Geçtiğimiz günlerde Anadolu Kaplanı tabir edilen ailelerden birisinin üçüncü kuşak temsilcisi ziyaretime geldi. Ailenin farklı iş kollarında faaliyetleri var. Genç, İstanbul’un iyi okullarından birisinde okuyor. Aile bu genci radikal buluyor. Hayata farklı pencereden bakabilen bir genç. Günceli takip ediyor. Teknolojiye hâkim. Okurken gelir elde etmenin yollarını bulmuş. Aslında armut dibine düşmüş. Ailesi iyi tüccar ve ciddi bilgi birikimine sahip. Farkında olmadan o bilgi birikimini özümsemiş. Hem okuyor, hem para kazanıyor. Ama edinimlerinde ailesinin de katkısı olabileceğinin farkında değil. Ailesinin iş yapış şeklini eleştiriyor. Mevcut sistemin içinde yer alamayacağına kendisini inandırmış. Okul bitince memlekete dönmeyi düşünmüyor. Kendi tezgâhını kurmanın hesaplarını yapıyor. Aile büyüklerinin bu işi kaç yıl daha sürdürebileceklerini hiç hesaplamamış. Şirkette profesyonel işlerin önemli bir bölümünü de aile bireyleri yapıyor. Onlar işten el çekince işlerin nereye gideceğini de düşünmediği anlaşılıyor.
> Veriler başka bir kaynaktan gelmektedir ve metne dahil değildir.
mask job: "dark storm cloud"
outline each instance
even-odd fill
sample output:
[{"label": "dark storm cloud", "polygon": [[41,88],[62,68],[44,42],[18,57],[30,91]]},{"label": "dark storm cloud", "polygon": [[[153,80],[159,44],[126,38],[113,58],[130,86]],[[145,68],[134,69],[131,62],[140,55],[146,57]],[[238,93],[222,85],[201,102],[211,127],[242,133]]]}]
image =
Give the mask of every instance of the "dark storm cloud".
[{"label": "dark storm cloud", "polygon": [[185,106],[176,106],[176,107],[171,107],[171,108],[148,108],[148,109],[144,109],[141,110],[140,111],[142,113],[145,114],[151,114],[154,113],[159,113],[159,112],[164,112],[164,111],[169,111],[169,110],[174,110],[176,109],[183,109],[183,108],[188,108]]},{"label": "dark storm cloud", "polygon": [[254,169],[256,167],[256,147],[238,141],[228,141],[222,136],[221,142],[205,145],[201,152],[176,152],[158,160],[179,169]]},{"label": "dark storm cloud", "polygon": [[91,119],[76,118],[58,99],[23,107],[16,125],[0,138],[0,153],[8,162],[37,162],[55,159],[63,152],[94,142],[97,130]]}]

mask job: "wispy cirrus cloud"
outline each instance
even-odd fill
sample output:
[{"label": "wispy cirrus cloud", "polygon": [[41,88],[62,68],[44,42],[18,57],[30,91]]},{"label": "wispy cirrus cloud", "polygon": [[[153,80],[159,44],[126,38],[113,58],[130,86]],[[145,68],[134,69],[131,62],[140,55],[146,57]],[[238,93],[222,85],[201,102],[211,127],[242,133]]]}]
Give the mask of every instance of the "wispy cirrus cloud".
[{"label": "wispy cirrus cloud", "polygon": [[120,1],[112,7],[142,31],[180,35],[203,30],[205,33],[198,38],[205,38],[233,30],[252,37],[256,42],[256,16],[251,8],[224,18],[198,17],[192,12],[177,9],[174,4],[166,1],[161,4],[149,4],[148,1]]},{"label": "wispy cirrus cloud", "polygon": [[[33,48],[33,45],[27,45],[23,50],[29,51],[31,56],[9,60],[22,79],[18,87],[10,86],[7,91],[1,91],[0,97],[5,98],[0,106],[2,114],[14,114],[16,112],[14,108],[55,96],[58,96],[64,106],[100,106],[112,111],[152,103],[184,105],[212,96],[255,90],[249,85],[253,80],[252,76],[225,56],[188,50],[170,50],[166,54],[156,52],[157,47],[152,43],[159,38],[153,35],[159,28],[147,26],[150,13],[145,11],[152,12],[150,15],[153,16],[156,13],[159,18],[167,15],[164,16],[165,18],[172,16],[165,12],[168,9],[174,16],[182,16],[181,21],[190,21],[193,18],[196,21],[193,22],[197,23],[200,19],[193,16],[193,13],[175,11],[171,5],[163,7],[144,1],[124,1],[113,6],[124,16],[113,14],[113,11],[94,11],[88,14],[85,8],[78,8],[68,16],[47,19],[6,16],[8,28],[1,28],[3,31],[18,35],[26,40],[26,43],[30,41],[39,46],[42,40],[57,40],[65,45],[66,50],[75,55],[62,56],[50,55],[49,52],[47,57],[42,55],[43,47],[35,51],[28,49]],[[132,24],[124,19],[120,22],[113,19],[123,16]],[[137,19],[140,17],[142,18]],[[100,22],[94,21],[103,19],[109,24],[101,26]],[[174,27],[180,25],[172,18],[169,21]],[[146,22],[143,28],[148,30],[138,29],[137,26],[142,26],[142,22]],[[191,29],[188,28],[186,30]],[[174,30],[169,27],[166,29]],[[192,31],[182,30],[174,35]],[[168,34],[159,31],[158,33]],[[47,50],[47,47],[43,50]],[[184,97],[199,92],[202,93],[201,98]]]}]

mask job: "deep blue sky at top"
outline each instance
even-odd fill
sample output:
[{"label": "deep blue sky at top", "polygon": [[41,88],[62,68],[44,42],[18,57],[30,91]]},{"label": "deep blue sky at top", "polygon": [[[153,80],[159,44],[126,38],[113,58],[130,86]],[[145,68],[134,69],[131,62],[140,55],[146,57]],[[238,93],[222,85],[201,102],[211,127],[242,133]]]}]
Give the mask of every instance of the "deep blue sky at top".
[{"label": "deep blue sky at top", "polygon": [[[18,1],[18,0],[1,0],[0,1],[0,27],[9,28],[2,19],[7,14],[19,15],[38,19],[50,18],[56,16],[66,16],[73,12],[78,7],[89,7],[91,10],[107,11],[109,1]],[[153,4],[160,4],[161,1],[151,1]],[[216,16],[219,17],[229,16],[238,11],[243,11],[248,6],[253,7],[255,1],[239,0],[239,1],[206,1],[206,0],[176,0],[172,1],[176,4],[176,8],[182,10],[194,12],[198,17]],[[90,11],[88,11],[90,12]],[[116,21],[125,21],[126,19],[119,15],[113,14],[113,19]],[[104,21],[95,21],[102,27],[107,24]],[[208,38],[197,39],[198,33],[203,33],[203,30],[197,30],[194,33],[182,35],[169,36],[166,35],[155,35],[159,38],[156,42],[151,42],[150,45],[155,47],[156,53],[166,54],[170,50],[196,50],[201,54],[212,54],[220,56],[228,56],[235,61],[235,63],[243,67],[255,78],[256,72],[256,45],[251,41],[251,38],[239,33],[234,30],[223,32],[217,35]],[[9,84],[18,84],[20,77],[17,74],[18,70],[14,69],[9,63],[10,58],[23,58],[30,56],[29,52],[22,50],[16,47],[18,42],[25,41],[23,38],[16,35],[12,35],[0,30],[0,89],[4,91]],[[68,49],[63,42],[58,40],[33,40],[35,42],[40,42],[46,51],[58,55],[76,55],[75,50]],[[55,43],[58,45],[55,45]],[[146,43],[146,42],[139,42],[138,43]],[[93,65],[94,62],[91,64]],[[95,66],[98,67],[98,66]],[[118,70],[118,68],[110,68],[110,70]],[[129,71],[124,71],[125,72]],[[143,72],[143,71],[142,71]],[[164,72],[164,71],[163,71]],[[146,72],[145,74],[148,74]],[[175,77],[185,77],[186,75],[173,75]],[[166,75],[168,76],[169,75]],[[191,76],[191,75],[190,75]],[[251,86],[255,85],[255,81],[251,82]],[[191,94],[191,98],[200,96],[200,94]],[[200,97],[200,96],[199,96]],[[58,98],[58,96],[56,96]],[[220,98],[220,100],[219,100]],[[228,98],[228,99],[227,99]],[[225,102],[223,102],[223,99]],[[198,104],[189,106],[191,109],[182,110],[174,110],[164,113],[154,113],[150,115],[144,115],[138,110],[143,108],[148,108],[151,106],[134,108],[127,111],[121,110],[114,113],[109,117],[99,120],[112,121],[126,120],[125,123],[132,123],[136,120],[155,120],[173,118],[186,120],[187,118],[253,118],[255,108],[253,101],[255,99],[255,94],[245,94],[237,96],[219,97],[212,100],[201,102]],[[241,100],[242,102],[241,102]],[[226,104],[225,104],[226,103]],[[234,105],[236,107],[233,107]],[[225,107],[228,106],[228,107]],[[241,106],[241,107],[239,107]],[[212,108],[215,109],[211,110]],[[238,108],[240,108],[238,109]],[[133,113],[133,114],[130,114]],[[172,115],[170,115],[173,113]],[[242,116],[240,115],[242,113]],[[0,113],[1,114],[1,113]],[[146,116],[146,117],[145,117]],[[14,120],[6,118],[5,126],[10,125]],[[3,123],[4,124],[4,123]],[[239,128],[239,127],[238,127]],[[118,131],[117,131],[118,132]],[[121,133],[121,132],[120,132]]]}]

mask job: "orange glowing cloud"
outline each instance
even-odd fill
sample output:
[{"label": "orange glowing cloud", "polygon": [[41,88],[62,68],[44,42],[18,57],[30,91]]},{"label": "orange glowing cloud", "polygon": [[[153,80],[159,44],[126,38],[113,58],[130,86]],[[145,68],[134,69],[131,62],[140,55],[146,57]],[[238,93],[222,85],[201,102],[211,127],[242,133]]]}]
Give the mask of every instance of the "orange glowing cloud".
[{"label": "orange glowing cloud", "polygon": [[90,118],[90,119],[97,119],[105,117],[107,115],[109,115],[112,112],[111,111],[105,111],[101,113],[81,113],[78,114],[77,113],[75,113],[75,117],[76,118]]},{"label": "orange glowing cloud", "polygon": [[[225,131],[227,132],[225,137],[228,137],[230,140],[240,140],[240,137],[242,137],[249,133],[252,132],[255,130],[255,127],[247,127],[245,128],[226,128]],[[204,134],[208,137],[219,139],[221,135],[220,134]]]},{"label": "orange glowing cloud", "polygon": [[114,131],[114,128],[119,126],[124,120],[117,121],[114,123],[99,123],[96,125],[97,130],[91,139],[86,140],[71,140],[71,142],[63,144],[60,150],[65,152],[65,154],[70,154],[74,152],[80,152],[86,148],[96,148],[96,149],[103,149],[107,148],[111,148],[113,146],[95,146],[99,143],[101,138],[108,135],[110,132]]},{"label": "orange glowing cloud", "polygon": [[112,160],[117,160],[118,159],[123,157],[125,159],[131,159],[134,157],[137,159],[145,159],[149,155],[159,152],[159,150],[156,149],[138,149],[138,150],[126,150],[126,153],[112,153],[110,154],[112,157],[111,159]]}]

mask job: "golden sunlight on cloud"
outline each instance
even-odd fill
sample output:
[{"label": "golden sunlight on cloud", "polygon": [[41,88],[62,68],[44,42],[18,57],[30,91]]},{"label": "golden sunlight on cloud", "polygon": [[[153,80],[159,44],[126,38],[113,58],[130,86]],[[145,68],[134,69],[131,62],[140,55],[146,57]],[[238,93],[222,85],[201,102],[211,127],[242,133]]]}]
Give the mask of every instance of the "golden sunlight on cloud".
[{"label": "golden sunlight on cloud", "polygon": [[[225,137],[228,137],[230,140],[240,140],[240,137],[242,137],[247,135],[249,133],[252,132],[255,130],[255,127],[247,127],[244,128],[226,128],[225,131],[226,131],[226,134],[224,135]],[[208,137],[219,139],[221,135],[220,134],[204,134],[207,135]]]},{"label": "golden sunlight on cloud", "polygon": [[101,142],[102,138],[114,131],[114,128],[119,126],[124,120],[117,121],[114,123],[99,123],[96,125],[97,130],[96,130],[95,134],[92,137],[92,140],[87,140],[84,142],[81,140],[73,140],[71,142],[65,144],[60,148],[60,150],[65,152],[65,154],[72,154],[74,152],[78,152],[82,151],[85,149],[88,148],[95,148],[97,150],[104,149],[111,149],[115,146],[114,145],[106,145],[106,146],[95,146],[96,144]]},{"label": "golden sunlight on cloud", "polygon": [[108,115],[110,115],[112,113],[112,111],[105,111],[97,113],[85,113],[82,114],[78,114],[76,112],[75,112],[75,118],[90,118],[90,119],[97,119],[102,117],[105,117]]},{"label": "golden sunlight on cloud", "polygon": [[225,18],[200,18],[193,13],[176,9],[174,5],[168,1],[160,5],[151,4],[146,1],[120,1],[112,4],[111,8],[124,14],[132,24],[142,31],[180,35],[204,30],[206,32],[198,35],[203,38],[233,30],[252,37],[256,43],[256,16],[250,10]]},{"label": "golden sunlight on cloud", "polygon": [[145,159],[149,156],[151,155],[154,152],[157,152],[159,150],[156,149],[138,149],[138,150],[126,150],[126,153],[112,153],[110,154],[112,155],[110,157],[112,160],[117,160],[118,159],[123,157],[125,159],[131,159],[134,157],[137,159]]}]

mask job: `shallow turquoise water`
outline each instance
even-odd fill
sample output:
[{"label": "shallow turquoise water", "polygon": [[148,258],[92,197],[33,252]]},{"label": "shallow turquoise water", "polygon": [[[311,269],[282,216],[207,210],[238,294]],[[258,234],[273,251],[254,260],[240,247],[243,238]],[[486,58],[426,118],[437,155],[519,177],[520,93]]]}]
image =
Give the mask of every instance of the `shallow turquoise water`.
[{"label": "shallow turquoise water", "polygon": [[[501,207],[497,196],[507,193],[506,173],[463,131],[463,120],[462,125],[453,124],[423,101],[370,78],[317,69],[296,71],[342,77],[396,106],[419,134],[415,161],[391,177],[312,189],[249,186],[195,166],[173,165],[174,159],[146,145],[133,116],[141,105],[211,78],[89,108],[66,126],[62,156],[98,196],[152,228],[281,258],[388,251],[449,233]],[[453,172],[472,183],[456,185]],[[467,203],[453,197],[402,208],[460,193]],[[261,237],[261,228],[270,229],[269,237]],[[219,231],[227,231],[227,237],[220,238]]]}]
Düşünsenize hayata farklı pencereden bakan, teknolojiye, güncele hâkim yeni bir kan şirkete neler katabilir?
Böyle gençler okul sonrası ailenin faaliyet gösterdiği benzer alanlarda veya yakın alanlarda çalışmalı. Edindiği deneyimlerle kendi aile şirketine dönüp entegre olmalı. Bunun için ailenin önceki kuşakları da çaba harcamalı. Bunu yapabilirsek kuşaktan kuşağa aktarılan işletmelerimiz olur. Sürdürülebilir yapılar kurabiliriz.
Gençler de işletmelerini, tezgâhlarını bu günlere taşıyan bilgi birikimine inanmalı, itibar etmeli. Bu birikimden hiç farkında olmadan özümsedikleri değerlerin farkındalığına varmalı. Gelinen noktayı daha ileriye taşıyabilmenin de çağdaş yollarını bulmalı ve zorlamalılar. Sonra da kendilerine aktarılan tezgâhı kendilerinden sonra gelecek olanlara aktarmanın sorumluluğunu taşımalı ve bunu başarmanın keyfini yaşamalılar.
Kuşaktan kuşağa aktarılabilen değerler yaratabilmek dileğiyle.